Ricardo Taborda

Computational modeling has greatly contributed in recent years to the understanding of the effects of the source, wave propagation path, and site effects on earthquake ground motion in urban regions. Due in part to computational limitations and to limitations in the knowledge of the seismic velocities at the required scales, deterministic modeling of ground motion in realistic basins has been restricted to maximum frequencies of about 0.5 Hz. For engineering applications, however, it is necessary to simulate ground motion to much higher frequencies, say up to 10 Hz. Even though stochastic methods have been developed for this purpose, it is nonetheless desirable to be able to extend the range of applicability of deterministic methods beyond current limits, both regarding frequency and cutoff values of the shear wave velocity. A comparison of synthetic seismograms with corresponding observations from earthquakes could help determine the actual limits of deterministic modeling. Results of the simulations can also give additional insight into the spatial and temporal distribution of ground motion for a wide range of frequencies of practical interest.

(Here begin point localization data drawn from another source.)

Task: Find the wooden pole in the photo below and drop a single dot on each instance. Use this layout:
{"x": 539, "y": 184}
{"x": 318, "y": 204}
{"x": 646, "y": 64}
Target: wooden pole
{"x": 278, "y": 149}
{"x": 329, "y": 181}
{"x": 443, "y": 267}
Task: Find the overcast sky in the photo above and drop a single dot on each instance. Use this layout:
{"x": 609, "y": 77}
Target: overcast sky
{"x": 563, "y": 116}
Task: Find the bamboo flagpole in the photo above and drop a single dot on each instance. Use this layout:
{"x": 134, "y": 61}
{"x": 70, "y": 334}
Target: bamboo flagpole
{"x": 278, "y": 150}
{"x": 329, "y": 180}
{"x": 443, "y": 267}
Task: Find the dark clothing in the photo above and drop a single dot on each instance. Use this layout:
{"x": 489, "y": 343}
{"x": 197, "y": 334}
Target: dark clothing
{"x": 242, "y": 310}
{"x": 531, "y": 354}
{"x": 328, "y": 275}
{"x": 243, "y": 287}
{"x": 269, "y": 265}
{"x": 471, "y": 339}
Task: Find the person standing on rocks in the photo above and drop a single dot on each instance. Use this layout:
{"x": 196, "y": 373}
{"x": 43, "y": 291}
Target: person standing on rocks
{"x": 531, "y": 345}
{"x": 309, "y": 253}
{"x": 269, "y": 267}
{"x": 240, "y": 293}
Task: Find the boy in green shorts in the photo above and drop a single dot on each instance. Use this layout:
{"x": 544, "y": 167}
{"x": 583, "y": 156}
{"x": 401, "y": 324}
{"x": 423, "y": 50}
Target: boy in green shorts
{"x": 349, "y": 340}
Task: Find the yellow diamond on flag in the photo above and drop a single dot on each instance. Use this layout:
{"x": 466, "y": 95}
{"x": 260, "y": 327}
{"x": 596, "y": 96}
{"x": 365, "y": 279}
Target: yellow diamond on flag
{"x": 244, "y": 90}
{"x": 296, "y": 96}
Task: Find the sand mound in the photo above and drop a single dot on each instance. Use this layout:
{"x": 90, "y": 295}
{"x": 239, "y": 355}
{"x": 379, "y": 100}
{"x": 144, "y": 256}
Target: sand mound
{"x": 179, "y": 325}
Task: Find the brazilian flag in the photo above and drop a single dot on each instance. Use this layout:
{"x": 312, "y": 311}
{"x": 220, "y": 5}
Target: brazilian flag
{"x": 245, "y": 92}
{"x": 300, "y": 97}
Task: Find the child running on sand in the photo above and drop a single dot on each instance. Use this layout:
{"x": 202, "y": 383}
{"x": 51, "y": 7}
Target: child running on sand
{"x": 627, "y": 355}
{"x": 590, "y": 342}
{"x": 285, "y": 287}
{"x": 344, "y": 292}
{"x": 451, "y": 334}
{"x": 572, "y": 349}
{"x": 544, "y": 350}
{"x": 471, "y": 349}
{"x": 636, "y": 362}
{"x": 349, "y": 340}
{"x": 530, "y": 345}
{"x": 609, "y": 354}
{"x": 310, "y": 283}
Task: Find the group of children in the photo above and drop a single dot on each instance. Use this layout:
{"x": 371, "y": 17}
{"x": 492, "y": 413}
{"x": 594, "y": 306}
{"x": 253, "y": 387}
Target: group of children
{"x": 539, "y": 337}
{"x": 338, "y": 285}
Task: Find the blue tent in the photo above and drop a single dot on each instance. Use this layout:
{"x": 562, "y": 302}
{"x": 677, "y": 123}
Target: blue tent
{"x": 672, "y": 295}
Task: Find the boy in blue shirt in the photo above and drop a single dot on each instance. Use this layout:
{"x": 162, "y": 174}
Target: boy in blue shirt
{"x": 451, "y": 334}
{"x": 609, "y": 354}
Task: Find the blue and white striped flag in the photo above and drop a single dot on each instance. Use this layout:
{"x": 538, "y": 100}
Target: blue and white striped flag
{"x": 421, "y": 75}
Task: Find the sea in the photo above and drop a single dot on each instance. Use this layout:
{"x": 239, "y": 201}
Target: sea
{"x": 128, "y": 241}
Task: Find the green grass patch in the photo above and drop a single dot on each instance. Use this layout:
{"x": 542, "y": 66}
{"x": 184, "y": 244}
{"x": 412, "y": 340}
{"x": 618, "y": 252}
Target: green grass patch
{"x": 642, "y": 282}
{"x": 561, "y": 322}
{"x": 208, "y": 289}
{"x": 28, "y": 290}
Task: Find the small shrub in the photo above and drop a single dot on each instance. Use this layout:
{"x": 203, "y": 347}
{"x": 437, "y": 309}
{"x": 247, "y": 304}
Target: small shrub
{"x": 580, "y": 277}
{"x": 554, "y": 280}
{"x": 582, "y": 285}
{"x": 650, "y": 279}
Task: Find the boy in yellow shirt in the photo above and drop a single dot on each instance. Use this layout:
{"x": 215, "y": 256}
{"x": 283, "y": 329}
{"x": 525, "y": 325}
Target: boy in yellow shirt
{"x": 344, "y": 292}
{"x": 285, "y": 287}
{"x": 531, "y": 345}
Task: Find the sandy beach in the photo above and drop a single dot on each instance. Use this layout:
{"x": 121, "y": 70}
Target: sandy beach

In this study we describe a scalable, finite element octree-based parallel toolchain for wave propagation modeling developed by the Quake group at Carnegie Mellon University and use it to model the strong shaking over an extended region in Los Angeles and surrounding regions expected from a Mw 7.7 southern San Andreas earthquake. The region and scenario earthquake are similar to the TeraShake 1.3 simulations conducted at SCEC by Olsen et al (2006), except that we consider maximum frequencies up to 1 Hz and minimum shear wave velocities of 300 m/s, instead of 0.5 Hz and 500 m/s used in the earlier studies. We examine the effects of these parameters on individual seismograms and on the peak ground motion, as well as on Fourier and response spectra, in an effort to identify directivity effects and major amplifications associated with characteristic frequencies of the basins.